О'Киф согласно кивнул и вновь включил видео. Замершие на экране, будто их внезапно, как мамонтов, сковал свирепый полярный холод, люди, словно оттаяв, задвигались, заговорили. И Рэмзи снова сосредоточил свое внимание но том, что происходило в коробке.

— Здесь, как ты видишь, — пояснял Энтони, — она играет бедную сироту, которую еще ребенком отдали в богатый женский монастырь, где она провела много лет под строгим присмотром монахинь, пока вдруг объявившийся отец не забрал ее оттуда.

— Свинья! — обругал героя кинофильма О'Киф. — Как он мог оставить маленького ребенка в таком неприветливом месте?!

— Но он же ничего не знал о ее существовании, — засмеялся Уэйнрайт. — И не стоит так переживать из-за придуманных героев, ведь это все не совсем всерьез.
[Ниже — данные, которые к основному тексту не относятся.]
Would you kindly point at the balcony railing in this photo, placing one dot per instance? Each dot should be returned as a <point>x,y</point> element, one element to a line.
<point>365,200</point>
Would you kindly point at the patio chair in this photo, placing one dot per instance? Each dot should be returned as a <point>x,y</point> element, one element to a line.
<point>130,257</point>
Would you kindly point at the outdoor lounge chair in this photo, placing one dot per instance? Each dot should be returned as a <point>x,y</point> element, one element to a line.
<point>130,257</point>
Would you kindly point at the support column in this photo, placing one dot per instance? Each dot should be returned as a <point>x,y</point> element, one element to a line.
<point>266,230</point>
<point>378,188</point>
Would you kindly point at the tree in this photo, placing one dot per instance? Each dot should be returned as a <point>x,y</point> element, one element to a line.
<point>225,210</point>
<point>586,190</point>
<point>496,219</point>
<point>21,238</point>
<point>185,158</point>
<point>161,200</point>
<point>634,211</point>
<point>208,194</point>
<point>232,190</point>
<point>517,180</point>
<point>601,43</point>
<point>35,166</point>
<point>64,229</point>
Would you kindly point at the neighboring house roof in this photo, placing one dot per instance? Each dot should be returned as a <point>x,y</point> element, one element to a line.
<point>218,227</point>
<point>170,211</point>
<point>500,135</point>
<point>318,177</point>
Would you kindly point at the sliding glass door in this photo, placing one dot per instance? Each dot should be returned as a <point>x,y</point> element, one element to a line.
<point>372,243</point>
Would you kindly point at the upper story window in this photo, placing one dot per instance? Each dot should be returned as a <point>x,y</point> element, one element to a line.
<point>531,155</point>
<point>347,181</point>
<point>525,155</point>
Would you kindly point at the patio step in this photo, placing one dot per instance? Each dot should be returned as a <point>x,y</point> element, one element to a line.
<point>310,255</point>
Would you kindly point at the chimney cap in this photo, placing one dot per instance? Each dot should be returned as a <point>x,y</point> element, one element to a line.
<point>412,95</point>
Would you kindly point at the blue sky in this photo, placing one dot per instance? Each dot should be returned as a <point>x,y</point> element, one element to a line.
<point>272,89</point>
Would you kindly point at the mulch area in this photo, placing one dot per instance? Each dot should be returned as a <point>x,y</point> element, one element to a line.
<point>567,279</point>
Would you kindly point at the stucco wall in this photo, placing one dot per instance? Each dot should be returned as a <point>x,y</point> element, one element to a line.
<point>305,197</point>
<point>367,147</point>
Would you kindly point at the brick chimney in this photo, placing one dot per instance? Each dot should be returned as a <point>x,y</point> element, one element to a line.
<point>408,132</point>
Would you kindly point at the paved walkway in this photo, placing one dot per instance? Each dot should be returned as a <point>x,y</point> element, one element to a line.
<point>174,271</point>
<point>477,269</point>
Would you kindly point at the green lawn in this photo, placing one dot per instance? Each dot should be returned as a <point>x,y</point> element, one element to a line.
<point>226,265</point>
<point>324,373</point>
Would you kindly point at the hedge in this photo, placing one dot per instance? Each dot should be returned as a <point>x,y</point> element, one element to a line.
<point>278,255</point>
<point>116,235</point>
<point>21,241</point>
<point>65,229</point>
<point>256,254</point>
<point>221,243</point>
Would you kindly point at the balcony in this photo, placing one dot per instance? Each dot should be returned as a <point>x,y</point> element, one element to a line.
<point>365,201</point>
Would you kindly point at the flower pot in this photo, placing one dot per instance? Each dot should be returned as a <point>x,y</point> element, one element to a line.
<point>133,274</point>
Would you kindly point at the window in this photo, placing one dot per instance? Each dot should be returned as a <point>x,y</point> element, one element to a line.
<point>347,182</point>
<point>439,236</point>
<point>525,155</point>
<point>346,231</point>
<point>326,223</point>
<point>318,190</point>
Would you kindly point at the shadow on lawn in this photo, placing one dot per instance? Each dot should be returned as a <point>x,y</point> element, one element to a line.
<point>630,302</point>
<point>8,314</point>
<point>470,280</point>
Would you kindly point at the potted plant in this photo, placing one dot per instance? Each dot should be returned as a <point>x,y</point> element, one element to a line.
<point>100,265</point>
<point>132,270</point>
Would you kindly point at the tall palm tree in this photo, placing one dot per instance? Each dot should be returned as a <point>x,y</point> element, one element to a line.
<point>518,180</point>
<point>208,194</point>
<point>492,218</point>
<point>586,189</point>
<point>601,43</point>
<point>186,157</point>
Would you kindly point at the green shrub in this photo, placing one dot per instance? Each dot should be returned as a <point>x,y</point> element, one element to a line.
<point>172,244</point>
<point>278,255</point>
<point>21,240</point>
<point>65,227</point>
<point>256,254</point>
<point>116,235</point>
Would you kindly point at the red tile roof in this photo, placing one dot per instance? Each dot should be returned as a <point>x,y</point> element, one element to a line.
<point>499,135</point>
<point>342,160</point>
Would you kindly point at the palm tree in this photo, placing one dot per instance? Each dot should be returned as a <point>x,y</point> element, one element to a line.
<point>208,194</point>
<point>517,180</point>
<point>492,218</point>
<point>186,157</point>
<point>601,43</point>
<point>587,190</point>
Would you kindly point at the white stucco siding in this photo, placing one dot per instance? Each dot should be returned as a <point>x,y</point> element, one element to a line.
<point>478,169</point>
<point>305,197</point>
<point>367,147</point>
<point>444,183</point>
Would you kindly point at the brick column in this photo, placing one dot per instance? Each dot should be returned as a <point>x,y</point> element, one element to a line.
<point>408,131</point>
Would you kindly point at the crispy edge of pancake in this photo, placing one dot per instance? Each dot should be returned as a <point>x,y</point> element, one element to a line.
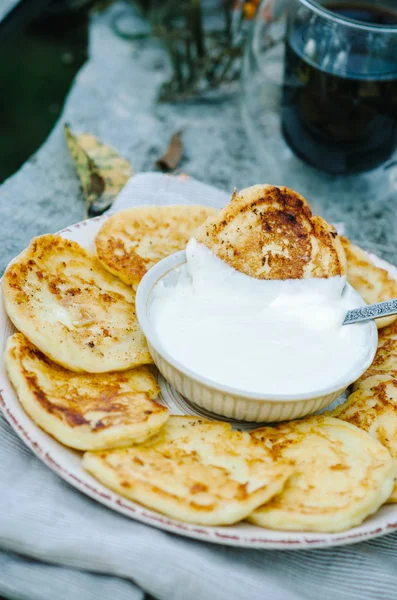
<point>150,495</point>
<point>327,254</point>
<point>367,407</point>
<point>39,405</point>
<point>275,516</point>
<point>14,295</point>
<point>128,265</point>
<point>359,263</point>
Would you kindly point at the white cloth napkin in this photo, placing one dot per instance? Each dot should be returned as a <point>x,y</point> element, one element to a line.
<point>57,544</point>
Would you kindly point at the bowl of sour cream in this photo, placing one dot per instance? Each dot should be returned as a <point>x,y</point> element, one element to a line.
<point>251,349</point>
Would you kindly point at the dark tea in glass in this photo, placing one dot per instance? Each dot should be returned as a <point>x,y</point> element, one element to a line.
<point>339,104</point>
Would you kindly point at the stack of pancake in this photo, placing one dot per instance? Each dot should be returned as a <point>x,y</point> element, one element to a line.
<point>82,371</point>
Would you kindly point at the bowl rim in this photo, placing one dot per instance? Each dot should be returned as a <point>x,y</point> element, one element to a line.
<point>176,260</point>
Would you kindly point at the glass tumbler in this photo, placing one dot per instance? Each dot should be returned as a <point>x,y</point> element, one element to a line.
<point>319,100</point>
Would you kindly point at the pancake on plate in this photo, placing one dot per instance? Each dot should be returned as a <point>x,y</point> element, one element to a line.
<point>77,313</point>
<point>195,470</point>
<point>133,240</point>
<point>373,404</point>
<point>84,411</point>
<point>385,360</point>
<point>342,476</point>
<point>371,282</point>
<point>269,232</point>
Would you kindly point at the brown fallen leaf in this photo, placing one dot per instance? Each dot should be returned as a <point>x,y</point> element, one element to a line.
<point>172,156</point>
<point>102,171</point>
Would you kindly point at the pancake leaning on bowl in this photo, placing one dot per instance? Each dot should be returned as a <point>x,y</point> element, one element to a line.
<point>81,410</point>
<point>269,232</point>
<point>342,475</point>
<point>133,240</point>
<point>194,470</point>
<point>77,313</point>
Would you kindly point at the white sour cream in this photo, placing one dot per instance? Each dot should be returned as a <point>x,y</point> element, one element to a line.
<point>266,337</point>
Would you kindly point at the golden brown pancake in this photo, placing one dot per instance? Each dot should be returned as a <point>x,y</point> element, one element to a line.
<point>77,313</point>
<point>84,411</point>
<point>269,232</point>
<point>342,475</point>
<point>373,404</point>
<point>194,470</point>
<point>132,241</point>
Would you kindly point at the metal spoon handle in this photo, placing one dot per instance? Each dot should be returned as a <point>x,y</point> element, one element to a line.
<point>373,311</point>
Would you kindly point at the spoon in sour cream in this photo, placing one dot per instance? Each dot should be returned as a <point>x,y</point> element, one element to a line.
<point>372,311</point>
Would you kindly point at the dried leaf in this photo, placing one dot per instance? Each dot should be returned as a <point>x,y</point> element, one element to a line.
<point>172,157</point>
<point>102,172</point>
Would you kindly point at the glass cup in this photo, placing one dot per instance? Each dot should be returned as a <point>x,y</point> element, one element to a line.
<point>319,99</point>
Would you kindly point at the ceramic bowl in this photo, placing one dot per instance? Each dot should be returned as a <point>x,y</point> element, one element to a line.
<point>220,399</point>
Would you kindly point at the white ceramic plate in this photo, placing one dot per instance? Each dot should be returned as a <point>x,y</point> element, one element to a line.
<point>67,463</point>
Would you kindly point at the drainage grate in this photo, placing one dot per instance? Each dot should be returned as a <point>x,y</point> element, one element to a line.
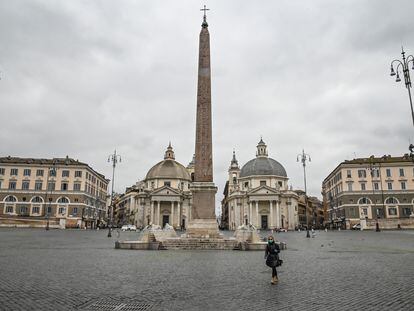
<point>106,304</point>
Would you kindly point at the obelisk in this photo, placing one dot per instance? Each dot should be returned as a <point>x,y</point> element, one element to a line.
<point>203,220</point>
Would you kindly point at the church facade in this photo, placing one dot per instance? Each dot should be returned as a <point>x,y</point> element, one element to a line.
<point>163,197</point>
<point>258,194</point>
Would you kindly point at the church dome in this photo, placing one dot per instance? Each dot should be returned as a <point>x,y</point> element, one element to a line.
<point>262,165</point>
<point>169,168</point>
Как в спектакле. Ты же, я надеюсь, видел, как разыгрывают пьесы?

— Да, видел.

«Удивительное простодушие, — подумал Тони. — Словно он только вчера с луны свалился. А не мешало бы свалиться чуточку пораньше. Что такое пьеса, он, похоже, знает. Но черт возьми, при этом не имеет никакого представления ни о кино, ни о видео. Будто на своей луне изволил лицезреть какие-то допотопные балаганы. А еще называет себя капитаном! К нам же явился как младенец: без одежды (если не считать, конечно, его странный дикарский наряд), без денег (по крайней мере без тех, на которые можно что-нибудь реально купить), к тому же — вооруженный до зубов (что, впрочем, на ребенка уже не похоже). Извольте видеть: младенец-пират! Конечно, он, кажется, внимателен, иногда даже не в меру, но уж больно горд. Я бы сказал — надменен. Интересно, он стал таким лишь в доме Пенелопы, или уже в колыбели сурово хмурил брови и вызывал на дуэль каждого, кто косо посмотрел на его погремушку? И все же в каком-то странном обаянии ему не откажешь. Право, он, пожалуй, даже привлекателен. А впрочем…»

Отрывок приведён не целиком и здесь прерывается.